The extradition bill protests in Hong Kong have provided no shortage of remarkable visuals that will remain etched in our collective memory. Less visibly, but no less importantly, the conflict that has roiled the city is also playing out in the digital realm.

Protesters made judicious use of encrypted messaging apps to communicate not only with one another, but also with the media. They also used local peer-to-peer communication technology such as Apple’s Airdrop to anonymously send messages and plans to those in their immediate vicinity, entirely avoiding reliance on any communication infrastructure that could possibly be monitored.

Knowledge of how to use technology to avoid detection also extended to when not to use it — protesters stopped using Octopus cards and turned to single-use MTR tickets instead, to leave no digital trail. A minority also chose to use digital tools in a much more aggressive fashion. It was reported that 600 police officers had been “doxxed”, meaning their personal information was spread online. The police issued take-down requests to the websites to scrub the internet of the leaked personal details.

Those in favour of the bill (or opposed to the protests) also made use of the digital realm to advance their cause. A large distributed denial of service (DDoS) attack on Telegram, the encrypted messaging app used by protesters, was launched on June 12 at the same time the protests began.

Though no one took responsibility for the attack, Telegram’s chief executive officer said the size of the attack was consistent with the resources of a state actor and came primarily from IP addresses located in mainland China.

China’s ability to effectively control the digital distribution of information on the mainland also allowed it to spin a particular narrative about the protests for domestic consumption, portraying them as the violent result of foreign Anti Extradictionagitation.

These events remind us that political protests now play out not only in the physical world, but in the digital realm, too. This raises questions about whether protests using digital tools should be regulated in the same way as more traditional forms.

For instance, our constitutional rights to expression and privacy under the Basic Law mean the police must obtain a warrant before they can access the content of our communications.

But encrypted messaging apps mean that, even with a warrant, police cannot obtain that content; this is often described as the threat of “going dark”. Many governments claim the solution is to legislatively require messing services to create “back doors” in their encryption protocols that would ensure police access.

Opponents argue that artificially weakened encryption threatens not only our personal privacy and right to communicate, but the entire infrastructure of reliable and safe digital commerce.

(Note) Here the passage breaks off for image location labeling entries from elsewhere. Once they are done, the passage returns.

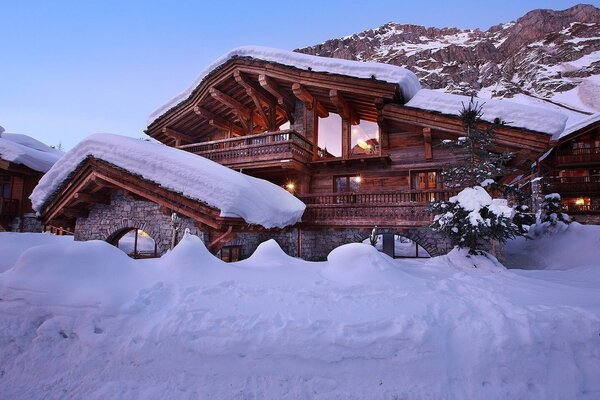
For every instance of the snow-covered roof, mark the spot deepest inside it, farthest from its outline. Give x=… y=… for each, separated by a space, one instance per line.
x=511 y=114
x=580 y=125
x=236 y=195
x=25 y=150
x=406 y=80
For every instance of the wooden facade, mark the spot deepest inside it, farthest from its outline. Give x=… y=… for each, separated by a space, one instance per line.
x=572 y=169
x=235 y=117
x=347 y=147
x=16 y=184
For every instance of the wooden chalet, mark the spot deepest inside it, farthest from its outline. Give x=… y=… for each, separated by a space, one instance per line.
x=21 y=167
x=571 y=168
x=346 y=145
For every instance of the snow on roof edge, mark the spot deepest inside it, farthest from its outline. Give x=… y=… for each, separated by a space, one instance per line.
x=406 y=80
x=236 y=195
x=25 y=150
x=511 y=114
x=579 y=125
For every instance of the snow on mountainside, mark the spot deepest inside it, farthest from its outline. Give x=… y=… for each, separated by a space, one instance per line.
x=549 y=55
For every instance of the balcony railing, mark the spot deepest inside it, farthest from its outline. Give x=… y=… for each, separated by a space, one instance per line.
x=581 y=208
x=409 y=208
x=270 y=146
x=8 y=207
x=572 y=184
x=576 y=156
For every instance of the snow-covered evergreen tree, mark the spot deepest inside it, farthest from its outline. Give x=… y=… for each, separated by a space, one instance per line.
x=472 y=217
x=552 y=210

How would this debate play out in Hong Kong? We have not begun to grapple meaningfully with the question, but we must, because the use of encryption is only going to increase.

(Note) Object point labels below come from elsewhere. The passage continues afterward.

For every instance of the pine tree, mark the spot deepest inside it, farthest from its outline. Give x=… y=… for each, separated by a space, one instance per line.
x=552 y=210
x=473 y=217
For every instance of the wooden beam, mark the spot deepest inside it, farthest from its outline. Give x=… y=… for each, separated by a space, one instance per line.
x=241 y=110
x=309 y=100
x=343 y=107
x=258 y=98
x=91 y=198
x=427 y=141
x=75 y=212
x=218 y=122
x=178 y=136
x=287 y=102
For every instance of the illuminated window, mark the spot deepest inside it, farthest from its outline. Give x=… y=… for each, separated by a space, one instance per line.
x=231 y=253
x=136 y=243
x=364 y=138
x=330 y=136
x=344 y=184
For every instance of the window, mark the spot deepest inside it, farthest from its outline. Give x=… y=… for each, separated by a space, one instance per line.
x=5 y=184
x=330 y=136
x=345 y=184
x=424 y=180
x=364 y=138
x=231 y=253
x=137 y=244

We also need to consider whether to treat protests the same whether they occur online or offline. For instance, the extradition bill protesters painted slogans on the walls of the police headquarters. Some would argue this should be understood as property damage under the law, and thus outside the bounds of the freedom of expression guarantee.

Setting aside for the moment whether this is constitutionally accurate, imagine a hypothetical hack of the police website so that it displayed the same messages sprayed on the physical walls. Should the hacker receive the same punishment as the real-world graffiti artist?

Under Part VII of the Crimes Ordinance, the misuse of a computer can be classed as damage to property. But hacking can also be prosecuted under section 161 of the ordinance, as the courts have interpreted this in a very broad way so that it functions as a virtual catch-all provision for any attempt to commit an offence using a computer.

Under the law as it is, an attempted hack is likely to draw a more severe punishment than an attempt to tag a wall with a political slogan. We must consider whether such differential treatment of online and offline activities is justified.

The right to protest and assemble is as important in the virtual world as it is in Victoria Park. These rights are at the heart of not only our Basic Law but our society. How we choose to approach those who exercise these rights primarily digitally will speak volumes about how serious our commitment to those rights truly is.